Após mais de 110 palestinos famintos serem mortos ao avançarem sobre caminhões de ajuda humanitária (fuzilados pelo Exército israelense, atropelados pelos motoristas ou pisoteados pelo pânico), os Estados Unidos, que enviam armas a Israel, afirmam que vão mandar comida a Gaza pelo ar. É como entregar um Band-Aid com uma mão e lançar uma granada com a outra.
O presidente Joe Biden, preocupado com a perda do apoio de eleitores democratas críticos aos crimes de guerra promovidos pelo governo Benjamin Netanyahu, decidiu lançar migalhas em um território que sofre grave restrição de alimentos, água e medicamentos por conta do bloqueio israelense.
Como explicou Reginaldo Nasser, professor de Relações Internacionais da PUC-SP, em conversa conosco no UOL News, nesta sexta (1), enquanto o paliativo vai ser jogado por aviões através de paraquedas, o Tio Sam continua enviando armas para Israel por mar, por terra, por ar.
Se quisessem de fato melhorar a vida dos palestinos que não têm culpa de estarem emparedados entre o terrorismo do Hamas e a limpeza étnica promovida por Netanyahu, e, ao mesmo tempo, dar um chance aos israelenses que estão sendo mantidos reféns, seria necessário um corte não apenas no apoio militar, mas também no suporte político ao seu aliado no Oriente Médio.
Pois isso não é uma retaliação ao Hamas ou uma busca por reféns, mas uma tentativa de redesenhar o mapa da região e, com isso, evitar que o impopular Netanyahu seja apeado do poder.
Uma mudança na política norte-americana para a Palestina passa não só pelas críticas abertas às ações de Tel Aviv, mas por parar de bloquear as resoluções no Conselho de Segurança da ONU que pedem um cessar-fogo. O problema é que, a esta altura, mesmo que a Casa Branca fizesse isso, os parlamentares do Capitólio, republicanos e parte dos democratas, poderiam manter o apoio militar ao aliado no Oriente Médio.

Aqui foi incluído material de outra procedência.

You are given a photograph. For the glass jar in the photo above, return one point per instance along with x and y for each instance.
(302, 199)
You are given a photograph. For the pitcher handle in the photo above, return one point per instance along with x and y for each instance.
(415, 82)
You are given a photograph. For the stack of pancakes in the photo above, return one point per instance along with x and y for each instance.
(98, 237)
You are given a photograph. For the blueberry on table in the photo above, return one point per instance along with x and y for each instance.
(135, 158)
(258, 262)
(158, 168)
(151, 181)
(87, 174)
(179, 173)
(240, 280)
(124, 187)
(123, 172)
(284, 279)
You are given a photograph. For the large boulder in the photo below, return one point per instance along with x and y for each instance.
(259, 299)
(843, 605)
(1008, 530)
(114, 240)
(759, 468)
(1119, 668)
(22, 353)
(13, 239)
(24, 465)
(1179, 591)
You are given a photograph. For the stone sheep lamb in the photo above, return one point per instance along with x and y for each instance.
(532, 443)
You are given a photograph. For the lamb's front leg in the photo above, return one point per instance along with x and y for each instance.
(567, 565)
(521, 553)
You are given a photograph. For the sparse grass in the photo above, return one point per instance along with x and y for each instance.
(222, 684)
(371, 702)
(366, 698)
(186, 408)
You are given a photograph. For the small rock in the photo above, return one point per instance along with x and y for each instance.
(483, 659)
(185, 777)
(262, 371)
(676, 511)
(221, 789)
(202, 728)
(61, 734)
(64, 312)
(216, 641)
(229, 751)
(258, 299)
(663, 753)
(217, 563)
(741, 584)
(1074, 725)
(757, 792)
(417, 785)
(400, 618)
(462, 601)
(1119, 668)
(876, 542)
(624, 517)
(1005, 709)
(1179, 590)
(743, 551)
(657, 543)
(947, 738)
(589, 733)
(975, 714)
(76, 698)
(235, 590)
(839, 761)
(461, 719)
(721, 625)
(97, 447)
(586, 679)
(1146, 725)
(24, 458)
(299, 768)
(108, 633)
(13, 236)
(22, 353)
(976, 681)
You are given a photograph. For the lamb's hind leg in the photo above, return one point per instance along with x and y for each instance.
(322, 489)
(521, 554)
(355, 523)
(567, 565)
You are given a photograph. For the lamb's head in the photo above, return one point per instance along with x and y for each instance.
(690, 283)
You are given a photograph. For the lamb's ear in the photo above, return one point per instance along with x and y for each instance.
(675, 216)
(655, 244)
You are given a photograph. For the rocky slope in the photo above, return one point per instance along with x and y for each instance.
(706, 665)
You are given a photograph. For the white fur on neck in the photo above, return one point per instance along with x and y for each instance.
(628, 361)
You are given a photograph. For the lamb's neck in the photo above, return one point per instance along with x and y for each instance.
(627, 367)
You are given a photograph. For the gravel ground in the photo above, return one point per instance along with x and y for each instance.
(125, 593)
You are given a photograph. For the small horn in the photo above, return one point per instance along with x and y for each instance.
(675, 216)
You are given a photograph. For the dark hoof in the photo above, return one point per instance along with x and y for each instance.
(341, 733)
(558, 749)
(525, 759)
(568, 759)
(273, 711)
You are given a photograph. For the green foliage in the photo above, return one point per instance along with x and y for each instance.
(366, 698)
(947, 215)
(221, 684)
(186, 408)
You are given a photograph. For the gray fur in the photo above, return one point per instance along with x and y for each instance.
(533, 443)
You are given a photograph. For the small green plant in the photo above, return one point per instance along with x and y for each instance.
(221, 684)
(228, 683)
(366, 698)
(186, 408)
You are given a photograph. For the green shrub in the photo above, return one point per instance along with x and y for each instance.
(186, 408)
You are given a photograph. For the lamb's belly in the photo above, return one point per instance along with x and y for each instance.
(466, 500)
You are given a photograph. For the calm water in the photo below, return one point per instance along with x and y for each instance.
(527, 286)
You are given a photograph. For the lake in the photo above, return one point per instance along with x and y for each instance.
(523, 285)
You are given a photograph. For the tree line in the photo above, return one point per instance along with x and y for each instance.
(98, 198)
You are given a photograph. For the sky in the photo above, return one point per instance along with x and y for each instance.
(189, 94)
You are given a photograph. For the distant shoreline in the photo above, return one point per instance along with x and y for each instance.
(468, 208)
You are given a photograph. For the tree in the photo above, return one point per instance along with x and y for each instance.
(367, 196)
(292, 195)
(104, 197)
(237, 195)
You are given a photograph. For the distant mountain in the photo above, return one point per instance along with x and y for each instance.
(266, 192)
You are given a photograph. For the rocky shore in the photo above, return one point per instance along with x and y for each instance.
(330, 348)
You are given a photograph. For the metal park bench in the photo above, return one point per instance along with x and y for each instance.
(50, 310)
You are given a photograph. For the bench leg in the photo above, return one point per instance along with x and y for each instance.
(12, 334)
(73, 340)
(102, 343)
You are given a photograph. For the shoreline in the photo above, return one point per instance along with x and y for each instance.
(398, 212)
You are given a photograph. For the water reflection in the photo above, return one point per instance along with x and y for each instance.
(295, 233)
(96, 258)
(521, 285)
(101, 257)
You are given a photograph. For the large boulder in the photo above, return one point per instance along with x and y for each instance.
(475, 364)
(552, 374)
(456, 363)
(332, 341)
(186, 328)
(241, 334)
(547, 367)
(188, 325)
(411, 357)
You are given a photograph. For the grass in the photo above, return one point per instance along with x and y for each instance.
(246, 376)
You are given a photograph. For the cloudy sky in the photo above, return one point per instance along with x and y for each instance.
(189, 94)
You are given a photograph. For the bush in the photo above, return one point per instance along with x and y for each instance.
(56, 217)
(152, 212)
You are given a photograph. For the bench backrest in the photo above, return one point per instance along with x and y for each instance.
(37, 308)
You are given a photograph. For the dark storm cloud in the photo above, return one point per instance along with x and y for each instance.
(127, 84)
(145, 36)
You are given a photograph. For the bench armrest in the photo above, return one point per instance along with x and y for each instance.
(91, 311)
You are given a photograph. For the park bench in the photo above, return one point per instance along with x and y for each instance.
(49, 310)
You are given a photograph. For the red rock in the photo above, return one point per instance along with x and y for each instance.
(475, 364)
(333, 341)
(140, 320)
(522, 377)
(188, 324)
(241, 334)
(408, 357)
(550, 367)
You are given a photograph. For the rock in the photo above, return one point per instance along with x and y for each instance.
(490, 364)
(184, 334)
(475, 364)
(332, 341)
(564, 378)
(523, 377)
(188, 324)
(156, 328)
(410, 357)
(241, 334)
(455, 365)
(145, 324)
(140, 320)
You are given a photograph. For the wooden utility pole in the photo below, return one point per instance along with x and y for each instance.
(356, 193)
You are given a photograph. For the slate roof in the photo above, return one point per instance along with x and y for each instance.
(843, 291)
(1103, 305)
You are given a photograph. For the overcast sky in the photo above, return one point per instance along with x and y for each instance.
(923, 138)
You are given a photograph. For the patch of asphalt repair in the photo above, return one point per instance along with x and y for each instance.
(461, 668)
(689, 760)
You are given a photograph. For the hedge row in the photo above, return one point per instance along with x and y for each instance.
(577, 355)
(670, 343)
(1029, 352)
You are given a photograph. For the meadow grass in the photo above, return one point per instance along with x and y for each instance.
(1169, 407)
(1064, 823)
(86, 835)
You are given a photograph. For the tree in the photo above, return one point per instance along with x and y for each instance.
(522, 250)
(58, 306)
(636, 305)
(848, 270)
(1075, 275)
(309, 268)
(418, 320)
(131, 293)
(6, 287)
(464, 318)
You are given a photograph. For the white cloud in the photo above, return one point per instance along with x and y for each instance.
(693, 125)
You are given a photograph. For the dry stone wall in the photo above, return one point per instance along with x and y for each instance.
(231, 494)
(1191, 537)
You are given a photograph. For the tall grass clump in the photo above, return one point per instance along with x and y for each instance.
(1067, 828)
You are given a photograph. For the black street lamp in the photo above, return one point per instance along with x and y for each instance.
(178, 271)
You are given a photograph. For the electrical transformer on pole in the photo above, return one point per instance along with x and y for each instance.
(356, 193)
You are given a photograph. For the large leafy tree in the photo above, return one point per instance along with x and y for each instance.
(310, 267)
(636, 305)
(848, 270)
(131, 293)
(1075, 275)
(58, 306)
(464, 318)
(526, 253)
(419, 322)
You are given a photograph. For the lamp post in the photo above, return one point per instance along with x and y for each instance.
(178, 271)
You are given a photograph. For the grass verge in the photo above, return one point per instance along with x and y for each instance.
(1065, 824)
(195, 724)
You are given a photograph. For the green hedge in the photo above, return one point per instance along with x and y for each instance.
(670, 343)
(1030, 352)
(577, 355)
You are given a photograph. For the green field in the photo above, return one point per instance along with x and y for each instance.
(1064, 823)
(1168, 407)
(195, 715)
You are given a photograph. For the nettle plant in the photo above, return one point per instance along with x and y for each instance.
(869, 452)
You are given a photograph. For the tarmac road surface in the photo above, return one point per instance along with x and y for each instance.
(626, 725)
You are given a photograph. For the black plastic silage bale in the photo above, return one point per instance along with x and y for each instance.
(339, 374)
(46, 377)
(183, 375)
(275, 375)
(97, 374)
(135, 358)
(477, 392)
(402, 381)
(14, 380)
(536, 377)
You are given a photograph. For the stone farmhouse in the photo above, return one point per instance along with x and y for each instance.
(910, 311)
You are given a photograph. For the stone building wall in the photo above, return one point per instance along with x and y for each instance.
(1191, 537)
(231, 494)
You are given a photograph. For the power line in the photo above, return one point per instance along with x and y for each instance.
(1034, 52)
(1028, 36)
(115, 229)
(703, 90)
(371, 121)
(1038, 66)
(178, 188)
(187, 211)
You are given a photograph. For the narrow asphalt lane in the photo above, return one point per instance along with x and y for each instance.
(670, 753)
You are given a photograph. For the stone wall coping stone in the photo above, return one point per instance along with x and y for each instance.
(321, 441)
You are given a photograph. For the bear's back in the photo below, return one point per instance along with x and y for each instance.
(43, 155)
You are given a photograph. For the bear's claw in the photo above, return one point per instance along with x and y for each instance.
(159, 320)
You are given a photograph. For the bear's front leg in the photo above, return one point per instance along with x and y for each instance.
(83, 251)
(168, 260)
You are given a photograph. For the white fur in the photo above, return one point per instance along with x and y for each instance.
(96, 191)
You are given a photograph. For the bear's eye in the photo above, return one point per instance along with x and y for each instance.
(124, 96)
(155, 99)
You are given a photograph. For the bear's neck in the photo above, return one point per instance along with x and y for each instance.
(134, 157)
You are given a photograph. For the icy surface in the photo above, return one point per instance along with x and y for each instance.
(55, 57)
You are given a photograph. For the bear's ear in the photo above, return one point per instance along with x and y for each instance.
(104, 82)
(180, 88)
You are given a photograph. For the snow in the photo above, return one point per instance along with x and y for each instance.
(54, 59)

Além disso, vai ser muito difícil fazer com que uma parcela dos eleitores de Biden em 2020, principalmente os mais jovens e os de origem islâmica, saiam de suas casas para reelegê-lo após os mais de 30 mil mortos em Gaza e a destruição do território, que se seguiram ao ataque do Hamas a Israel em 7 de outubro.
Na esteira da contenção eleitoral de danos, os EUA pediram a Israel, e outros destinatários de armamentos produzidos no país, assinarem uma cartinha se comprometendo a não violar direitos humanos com os equipamentos. Parece piada, uma vez que, para Netanyahu, nunca houve violação na ação em Gaza.
E o compromisso só terá efeito só daqui a 45 dias. Até lá, Israel já terá feito seu ataque final a Rafah, ao Sul, para onde, no início da invasão, o Exército mandou os palestinos migrarem, prometendo que estariam seguros.
Mais de um milhão se aglomera em campos de refugiados, abrigos improvisados e residências precarizadas, passando fome e aguardando para morrer.
“Não há lugar seguro em Gaza”, me disse o médico Ahmed Muhanna, diretor do hospital Al Awda, em Jabalia, Norte do território, antes de ser levado pelo Exército israelense ao se negar a fechar as portas da única unidade médica que atendia emergências e partos na região.
Hoje, completam 77 dias de seu sequestro. Não há notícias dele.